Loadstones, by attracting others to Christ.

A true Christian is a dwarf in humility — but a giant in strength to fulfill duty, to bear trial, and to endure temptation.

A Christian is as much afraid of a painted holiness — as he is of going to a painted Heaven.

The song of the Psalmist, when he longed for deliverance from the sorrows of life, was, "Oh that I had wings like a dove! I would flee away." The bird longs to be out of the cage, although it is adorned with pearl and ornamented with gold.

The world, to a godly man, is but a beautiful prison. Nor can he love his fetters, which detain him there, although they are made of gold. He sends his heart to Heaven, before his body is set free, "Setting your affections on things above."

The trees of righteousness, when they grow together, nourish each other in godliness; the communion of saints promotes fruitfulness. By Christian fellowship, knowledge is increased, faith is strengthened, and evidences are cleared. But when the trees which are planted in the garden of the Lord stand at a distance from each other, there is neither communion nor fruitfulness.

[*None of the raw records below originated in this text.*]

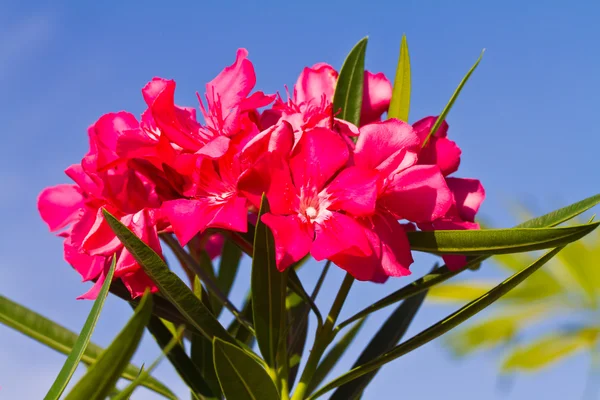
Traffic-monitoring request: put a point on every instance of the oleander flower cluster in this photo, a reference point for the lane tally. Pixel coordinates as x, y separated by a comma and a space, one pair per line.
336, 191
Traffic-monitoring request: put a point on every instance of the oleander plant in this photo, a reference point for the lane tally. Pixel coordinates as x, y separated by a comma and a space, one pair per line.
332, 172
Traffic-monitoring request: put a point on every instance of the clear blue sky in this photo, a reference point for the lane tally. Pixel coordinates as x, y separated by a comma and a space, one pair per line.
527, 124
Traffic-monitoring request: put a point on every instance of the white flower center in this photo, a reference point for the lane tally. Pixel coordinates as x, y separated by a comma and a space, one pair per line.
311, 212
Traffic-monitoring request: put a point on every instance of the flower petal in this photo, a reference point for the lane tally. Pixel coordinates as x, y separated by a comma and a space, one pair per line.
60, 205
468, 196
315, 83
418, 194
377, 93
317, 156
340, 234
385, 146
354, 190
293, 238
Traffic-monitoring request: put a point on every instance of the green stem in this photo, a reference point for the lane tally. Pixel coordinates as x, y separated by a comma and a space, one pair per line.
322, 339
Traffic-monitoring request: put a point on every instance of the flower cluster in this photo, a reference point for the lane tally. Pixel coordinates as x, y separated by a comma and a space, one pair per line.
336, 191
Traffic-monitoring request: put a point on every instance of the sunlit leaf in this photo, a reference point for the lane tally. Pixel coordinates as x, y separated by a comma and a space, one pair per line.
439, 328
550, 349
268, 290
102, 376
400, 102
349, 87
241, 377
59, 338
169, 283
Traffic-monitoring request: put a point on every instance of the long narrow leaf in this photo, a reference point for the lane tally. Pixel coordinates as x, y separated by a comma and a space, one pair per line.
169, 283
384, 340
126, 393
186, 369
400, 103
439, 328
102, 376
268, 290
349, 87
59, 338
72, 362
448, 107
496, 241
333, 356
241, 377
442, 274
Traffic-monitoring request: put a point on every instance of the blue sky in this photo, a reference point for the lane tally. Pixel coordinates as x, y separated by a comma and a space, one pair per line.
526, 123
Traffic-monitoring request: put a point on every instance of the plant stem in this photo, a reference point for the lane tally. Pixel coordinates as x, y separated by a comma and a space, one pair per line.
323, 337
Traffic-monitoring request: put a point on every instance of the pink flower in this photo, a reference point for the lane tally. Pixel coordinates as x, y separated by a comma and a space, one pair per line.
406, 191
311, 103
313, 197
467, 194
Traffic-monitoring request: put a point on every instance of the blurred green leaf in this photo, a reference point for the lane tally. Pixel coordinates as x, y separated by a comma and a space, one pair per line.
169, 283
400, 103
333, 356
496, 241
349, 87
72, 362
439, 328
550, 349
268, 290
126, 393
102, 376
448, 107
59, 338
241, 377
384, 340
184, 366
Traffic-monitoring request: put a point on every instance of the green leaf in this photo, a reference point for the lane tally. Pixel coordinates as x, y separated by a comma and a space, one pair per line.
448, 107
385, 339
349, 87
72, 362
169, 283
59, 338
497, 330
439, 328
228, 268
550, 349
400, 103
496, 241
268, 290
333, 356
102, 376
241, 377
186, 369
126, 393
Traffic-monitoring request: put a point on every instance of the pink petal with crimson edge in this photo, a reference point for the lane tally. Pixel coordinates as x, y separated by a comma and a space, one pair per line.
423, 126
92, 294
381, 142
468, 196
314, 83
377, 93
442, 152
188, 217
271, 175
215, 148
354, 190
293, 238
340, 234
233, 84
317, 156
60, 205
176, 124
137, 283
417, 194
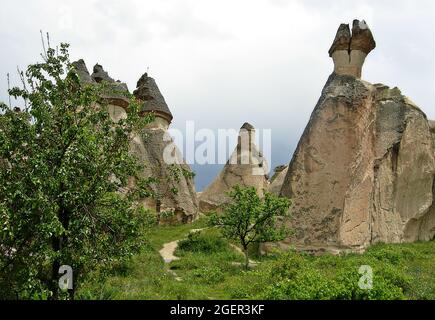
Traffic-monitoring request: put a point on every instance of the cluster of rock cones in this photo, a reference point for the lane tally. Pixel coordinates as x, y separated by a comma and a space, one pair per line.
363, 171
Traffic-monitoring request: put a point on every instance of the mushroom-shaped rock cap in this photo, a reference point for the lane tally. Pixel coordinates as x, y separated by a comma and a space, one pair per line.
82, 71
342, 39
280, 168
116, 92
361, 38
247, 126
100, 75
153, 101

The godly in this life are like scattered pearls — they lie distant from each other, and are dispersed into several regions. But there is a day coming, when God will gather his saints "unto him" as one places his pearls on a string. "In the day that he makes up his jewels!"

A believer triumphs more in the imputed righteousness of Christ, than if he had Adam's righteousness in innocency, nay, than if he had the angels' righteousness, for now he has the righteousness of God! "That we might be made the righteousness of God in him."